Не откладывая дело в долгий ящик, я пошел в основное помещение конюшен и попросил убирающего навоз мальчишку:
— Сбегай к барскому дому, принеси волчью лапу, что я вчера отрубил. Она возле убитого волка лежит. Быстро обернешься — получишь пятачок.
Тот тотчас бросил на землю вилы и кинулся бегом выполнять приказание. Я решил узнать, зачем она нужна Костюкову, и вернулся к нему.
— Сейчас мальчик принесет. А на что вам эта лапа?
Тот посмотрел на меня открытым, очень бесхитростным взором и соврал:
— Для ворожбы.
— Понятно, — протянул я, хотя ничего понятно не было. — А дохлых лягушек, змей, тараканов вам не нужно? В городе у одного колдуна таких деликатесов большой запас. Я, кстати, у него книгу черной магии реквизировал. Жаль только, что она на немецком языке.
— Что за книга?! — встрепенулся Костюков и от волнения даже сел на своей лежанке.
— Раритетная, — непонятно для него ответил я. — В смысле, старинная, начала XVI века.
— Где она? — осипшим голосом вскрикнул волхв.
— В… — начал отвечать я, но не успел. В наш закуток как вихрь влетел мальчишка:
— Барин! Нету-ть лапы и волка нету-ть!
— Как это нет? — удивился я, — Он у барина под окном лежит.

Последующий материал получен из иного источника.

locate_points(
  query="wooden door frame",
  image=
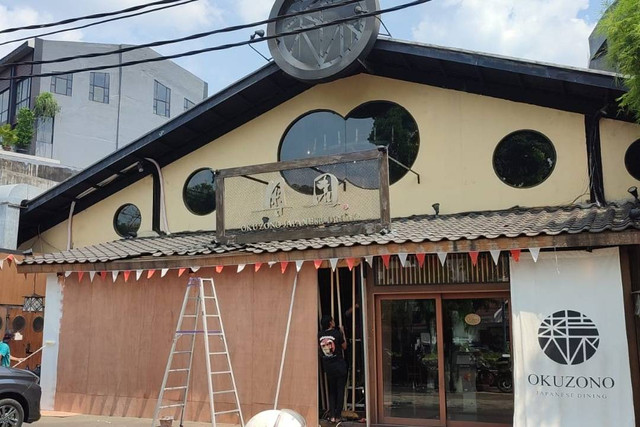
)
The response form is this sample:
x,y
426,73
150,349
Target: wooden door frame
x,y
421,292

— Вчерась лежал, а сегодня пропал. Куда делся, никто слыхом не слыхивал. Ты мне теперь пятачка не дашь?
— Дам, — удивленно сказал я, протягивая обещанную монету. — Ты хорошо смотрел? Может быть, его куда-нибудь унесли или зарыли?
— Никуда не уносили. Его по всему двору ищут. Сам барин из окна ругается!
— Что за чертовщина, — начал я, но меня перебил Костюков:
— Вы что, его просто так на улице бросили?
— В общем-то да, только оттащили к дому. Кто же знал, что на него воры позарятся!
— Это не воры, — мрачно сказал он, — это мы все оборотня прозевали. Что же ты, Иван? Григорьич человек молодой, неопытный, а ты-то куда смотрел?
— Дохлый он был, своими глазами видел! Мертвей не бывает, — воскликнул Иван. — Не мог он ожить! В нем три моих пули сидят, да еще здешнего помещика, и еще его благородие лапу ему отрубил!
— Не мог, да ожил! Моя вина. Прозевал! Я надеялся, что ты знаешь…
— Чего Иван должен знать? — вешался я в разговор, не понимая, о чем толкует Костюков. Я сам подходил к убитому зверю — он был мертвей мертвого, уже начинал коченеть.
— Разве ж его простой пулей возьмешь! Нужно было по крайности вогнать осиновый кол! — не ответив на мой вопрос, причитал волхв.
— Зачем ему осиновый кол, он, чай, не вурдалак, а оборотень! — сказал смущенно солдат.
— Был простым оборотнем, а стал оборотнем-упырем. Теперь его почти ничем не возьмешь. Промахнулся ты, долгожилый! Если его не найти до полнолуния и не добить, то…
— Вы хотите сказать, что убитый волк ожил и убежал? — уточнил я.
— Ох, беда, беда! — стенал Костюков, обхватив голову рукам. — Моя вина, проспал, пролежал на боку…
— Ладно, пойду, сам узнаю, что там случилось, — сказал я, прерывая его неконструктивные, на мой взгляд, причитания.